# Another 2 X 72 Belt Grinder



## randyjaco (May 4, 2015)

I started this about 2 months ago after salvaging a treadmill motor. The design is pretty much my own,
	

		
			
		

		
	





	

		
			
		

		
	
 built almost completely form material from my  scrap bin and a free treadmill. The build went pretty quickly. I got it finished and running and then burnt out the control board on assembly. (I tried to assemble it with the power on and smoked it good 8^( )
I got a new control board and finished it up today. This time I made sure that there was no power on. The motor is listed as 2,5hp and is variable from way too slow to way too fast. Seriously, it runs very well and I am happy with the final result. Sorry for the cluttered pictures, but I work in a cluttered shop.

Randy


----------



## Franko (May 4, 2015)

Nice grinder, Randy.

I've had bad results trying to grind on the platten. The seam in the grinding belt bumps. I've purchased the best grinding belts I know of, but they all seem to do it.


----------



## Ulma Doctor (May 4, 2015)

Nice Belt Sander!!!!
Sweet Build!!!


----------



## brino (May 4, 2015)

That looks very useful!
I need to find an old but working treadmill......

-brino


----------



## Bill Gruby (Jul 3, 2015)

You done good on this one Randy. I would have expected no lees from you. I have this one on my Bucket list.

  "Billy G"


----------



## Chipper5783 (Apr 9, 2016)

Now that you have run things a bit, how do you like the belt grinder? Would you do it differently, if you did it again.  I know those tread mill motors have a pretty high max speed.  What does your belt speed max out at? Do you find the highest belt speed is effective (wrecks belts?)?  David


----------



## randyjaco (Apr 10, 2016)

I really like it.  It runs well at all speeds, but better in the higher ones.  I haven't had any problems yet.  Since most of what I do with it is debur, I added a 10" wheel.  The flat platten never caused problems with belts, but the wheel gives better access for edges and corners. At this point I wouldn't change anything.  I did add some paint. ☺
One thing I did add at the get go, was the cover on the motor to keep debris out of the internals. It is just a piece of sheet metal held on by a hose clamp. When it runs there quite a bit of grit and other debris that could get inside. 
I find that 80 grit belts work best for me. 

Any other questions?


----------



## Don Krag (Apr 14, 2016)

Nice job!

I recently did one as well. I looked at doing a VFD and a different motor so I had variable speed. I went with a 1 hp AC motor and belts/pulleys.

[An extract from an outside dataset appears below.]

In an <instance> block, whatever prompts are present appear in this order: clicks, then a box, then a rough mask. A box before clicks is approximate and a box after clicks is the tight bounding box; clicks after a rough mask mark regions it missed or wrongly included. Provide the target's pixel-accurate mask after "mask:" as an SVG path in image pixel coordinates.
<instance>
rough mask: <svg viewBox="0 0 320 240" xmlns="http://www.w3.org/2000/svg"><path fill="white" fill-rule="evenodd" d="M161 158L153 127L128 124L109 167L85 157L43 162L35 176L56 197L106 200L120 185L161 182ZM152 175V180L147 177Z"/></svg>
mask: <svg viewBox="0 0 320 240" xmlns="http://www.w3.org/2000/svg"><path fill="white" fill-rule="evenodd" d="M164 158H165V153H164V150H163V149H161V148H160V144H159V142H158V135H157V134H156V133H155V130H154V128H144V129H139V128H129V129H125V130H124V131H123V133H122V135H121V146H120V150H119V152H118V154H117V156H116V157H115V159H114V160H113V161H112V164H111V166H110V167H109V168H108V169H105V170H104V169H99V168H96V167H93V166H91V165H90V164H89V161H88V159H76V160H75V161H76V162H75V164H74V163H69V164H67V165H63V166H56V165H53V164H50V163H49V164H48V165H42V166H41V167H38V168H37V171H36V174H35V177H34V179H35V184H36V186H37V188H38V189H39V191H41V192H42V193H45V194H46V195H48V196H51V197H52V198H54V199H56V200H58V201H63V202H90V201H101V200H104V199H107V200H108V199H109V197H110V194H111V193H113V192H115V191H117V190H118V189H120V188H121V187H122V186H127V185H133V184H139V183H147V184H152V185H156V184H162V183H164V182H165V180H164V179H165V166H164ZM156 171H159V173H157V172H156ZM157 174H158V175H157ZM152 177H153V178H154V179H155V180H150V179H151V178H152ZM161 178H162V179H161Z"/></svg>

I'm right down the road from you over in Clear Lake.


----------



## Chipper5783 (Apr 14, 2016)

You have done a very nice build.  Thank you for sharing it with us.  I have any number of motors (1 or 3 phase, 2 or 4 or 6 pole), including a very similar looking DC treadmill motor.  For the wheels I've a bunch of urethane clad scaffold style wheels that I may be able to repurpose?  Just sooo many fun projects.


----------